Wow! For May’s working bee we continued the tree TLC-giving up above the caravan. Talk about spring colour and the trees emerging from their slumbers. It looks great, especially in the sunlight. You must give yourself a treat and go to see this area before the bracken grows up and fills the gap between the lower branches and the ground. The many different tree species up there are putting on a great show and through June you will see a tremendous variety, all growing like mad.

PIERS’ WORKING BEES REPORTBUT… be careful – the dead bracken on the ground is fabulous shelter for all sorts of beasties including sun bathing adders – Britain’s only native poisonous snake. I haven’t seen one in the woods, possibly because they are very shy. But surprise them, and they have a painful last line of defence! Also, our dormouse population will be wide awake and deer will be having their babies so please keep to the paths.

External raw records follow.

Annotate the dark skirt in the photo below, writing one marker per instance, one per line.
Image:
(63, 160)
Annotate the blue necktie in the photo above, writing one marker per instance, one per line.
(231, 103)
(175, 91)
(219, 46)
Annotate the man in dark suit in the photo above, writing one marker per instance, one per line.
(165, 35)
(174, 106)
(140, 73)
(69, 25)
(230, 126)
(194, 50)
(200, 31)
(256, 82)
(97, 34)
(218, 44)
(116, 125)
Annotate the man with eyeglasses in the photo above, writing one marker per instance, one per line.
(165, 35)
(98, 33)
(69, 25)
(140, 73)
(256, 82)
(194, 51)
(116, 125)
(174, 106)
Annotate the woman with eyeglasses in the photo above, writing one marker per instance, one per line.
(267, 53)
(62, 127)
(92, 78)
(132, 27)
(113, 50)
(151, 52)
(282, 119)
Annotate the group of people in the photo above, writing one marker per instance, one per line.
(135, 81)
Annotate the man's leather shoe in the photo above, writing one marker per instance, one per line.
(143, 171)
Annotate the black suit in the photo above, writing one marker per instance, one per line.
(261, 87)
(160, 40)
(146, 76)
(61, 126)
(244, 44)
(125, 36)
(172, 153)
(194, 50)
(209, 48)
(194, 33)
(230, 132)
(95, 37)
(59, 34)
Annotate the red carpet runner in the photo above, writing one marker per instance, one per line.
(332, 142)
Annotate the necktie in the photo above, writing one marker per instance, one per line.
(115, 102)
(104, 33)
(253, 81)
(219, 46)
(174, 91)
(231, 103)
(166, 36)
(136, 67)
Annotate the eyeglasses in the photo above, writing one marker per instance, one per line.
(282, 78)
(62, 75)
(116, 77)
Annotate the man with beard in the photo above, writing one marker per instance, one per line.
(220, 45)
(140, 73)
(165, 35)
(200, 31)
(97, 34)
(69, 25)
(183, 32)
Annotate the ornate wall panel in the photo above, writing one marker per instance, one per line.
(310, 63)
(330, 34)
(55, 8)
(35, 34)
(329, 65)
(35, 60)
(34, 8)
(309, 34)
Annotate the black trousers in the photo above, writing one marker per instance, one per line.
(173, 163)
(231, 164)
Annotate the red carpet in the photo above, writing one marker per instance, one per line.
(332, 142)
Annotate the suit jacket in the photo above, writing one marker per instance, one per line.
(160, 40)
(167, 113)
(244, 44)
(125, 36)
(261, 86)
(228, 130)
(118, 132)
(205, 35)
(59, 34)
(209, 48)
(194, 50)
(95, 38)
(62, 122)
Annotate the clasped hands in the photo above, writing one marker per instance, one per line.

Speaking of paths, another group of
volunteers has started the path improvement work that we will be continuing through out the summer months. As you will have gathered from my ramblings over the last few issues of the Link, our paths have taken (in the words of a Nordic football commentator) “one hell of a beating” from the very wet weather and there are several spots where they are quite literally worn out. We have various plans so please bear with us, and if you feel like helping please get in touch.

Another reason we need to work on the paths is Ash Dieback. Simon has written about this before, and our Ash stocks are still suffering. One especially bad area is the upper part of the path to/from Treovis hamlet, where there are 20+ mature Ash clusters along our boundary with the field, all ready to shed a heavy branch on unsuspecting walkers below without any warning. The science is beginning to show that even from this state the trees can recover, and given the difficulties tree surgeons have in cutting these trees down (it’s never clear which branches will take their weight on a safety rope) we are going to set up detours around this stretch of path. My apologies for these changes but these detours will be in place for quite a long time and may become permanent as we see how things progress. Ultimately its your decision whether you follow our recommendations, but be in no doubt – trees can be deadly if they fall and you are underneath. Please be smart.
If anyone, particularly in Treovis, wants to speak to us about this our contact details are below. The plan at present is to open up a deer track that runs from about 20 meters North

of the Treovis junction down to the brook path and hopefully work on this will be well under way or maybe even completed when you read this. There may need to be other detours so please follow any guidance given.
The last part of our efforts in the early May Working Bee was to use the trunks of 2 ash trees that fell on the footbridge in the winter to build bank re-enforcements on the western bank. Hopefully, this will reduce erosion around the western pier of the bridge in the future.

*Lastly, from me, May sees the start of the mid-week, mid-month working bees …. MWMMWBs…. Suggestions for a better name gratefully received. Basically we will be meeting in the evening (6.00 to 8.00ish) of the middle Wednesday of each month through summer to crack on with all the work we have to do. Maybe see you there or at our regular working bees on the first Saturday in the month (10.00 to 1300). Enjoy the woods.

Anne: thanks to you and the volunteers for another good session’s work, Piers. An addition about Ash – we have to fell a few trees with die-back that definitely pose a potential hazzard to walkers. This may have been done by the time you read this. We don’t like felling trees unless it’s really necessary, but safety and the overall health of the woods sometimes means we need to.